American in Britain – Wealth Management
Many people don’t like to think about what will happen in the event of their death. For US persons living in the UK, the subject of inheritance tax is one that can be very important due to the large differential in the nil rate inheritance tax bands available in the UK as compared to the US. A lack of understanding about how inheritance tax works can end up costing loved ones hundreds of thousands, if not millions of dollars. However, proper planning can help minimise the amount of inheritance tax payable and help ensure that loved ones are left with an estate that will provide for their needs after death. Proper strategies will largely depend on whether an individual is deemed to be UK domicile or non-UK domicile at the time of death.

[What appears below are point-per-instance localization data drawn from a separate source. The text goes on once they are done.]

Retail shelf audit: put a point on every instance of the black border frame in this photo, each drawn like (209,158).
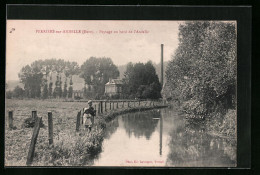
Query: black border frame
(241,14)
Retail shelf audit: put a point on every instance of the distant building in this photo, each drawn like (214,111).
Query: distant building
(113,87)
(78,94)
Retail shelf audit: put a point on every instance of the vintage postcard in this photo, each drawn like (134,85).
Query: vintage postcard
(130,93)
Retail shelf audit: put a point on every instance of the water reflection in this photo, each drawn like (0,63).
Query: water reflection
(163,136)
(140,124)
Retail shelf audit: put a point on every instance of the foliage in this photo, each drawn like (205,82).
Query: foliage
(97,71)
(202,73)
(141,81)
(39,74)
(18,92)
(9,94)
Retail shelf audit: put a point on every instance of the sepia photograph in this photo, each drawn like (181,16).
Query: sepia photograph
(121,93)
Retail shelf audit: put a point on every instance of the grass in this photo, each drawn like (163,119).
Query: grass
(70,148)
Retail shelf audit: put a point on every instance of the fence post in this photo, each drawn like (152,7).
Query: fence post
(34,114)
(10,119)
(78,121)
(50,128)
(33,141)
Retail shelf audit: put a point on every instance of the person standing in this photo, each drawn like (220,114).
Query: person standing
(88,117)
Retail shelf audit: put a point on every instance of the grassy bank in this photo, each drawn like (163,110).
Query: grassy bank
(70,148)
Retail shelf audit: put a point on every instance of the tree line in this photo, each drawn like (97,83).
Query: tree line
(202,73)
(44,79)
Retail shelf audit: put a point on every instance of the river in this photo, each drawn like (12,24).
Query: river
(163,138)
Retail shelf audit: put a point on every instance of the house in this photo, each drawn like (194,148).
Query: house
(113,87)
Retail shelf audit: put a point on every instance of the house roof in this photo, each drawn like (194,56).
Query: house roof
(114,81)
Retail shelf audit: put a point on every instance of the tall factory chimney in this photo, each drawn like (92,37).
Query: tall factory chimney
(162,65)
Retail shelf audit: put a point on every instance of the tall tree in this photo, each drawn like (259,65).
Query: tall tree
(32,77)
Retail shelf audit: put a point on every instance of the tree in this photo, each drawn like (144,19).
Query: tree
(18,92)
(70,89)
(202,73)
(141,81)
(97,71)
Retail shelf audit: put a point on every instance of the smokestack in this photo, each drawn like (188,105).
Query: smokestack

What Is Inheritance Tax? Inheritance tax is a levy that is assessed by the government based on the net value of an estate. In its simplest definition, the net value of an estate is based on the fair market value of all assets on the date of death less any debts. Includable assets are most often, among others:
- Cash in the bank
- Any personal property
- Any real property or businesses owned
- Life insurance policy pay-outs.
In the UK, everyone is currently allowed a net estate valued up to £325,000 before any inheritance tax is assessed. This is called the nil-rate band. Any estate valued above this threshold is subject to tax at 40% (or 36% if at least 10% of the residual assets are left to a HMRC qualified charity).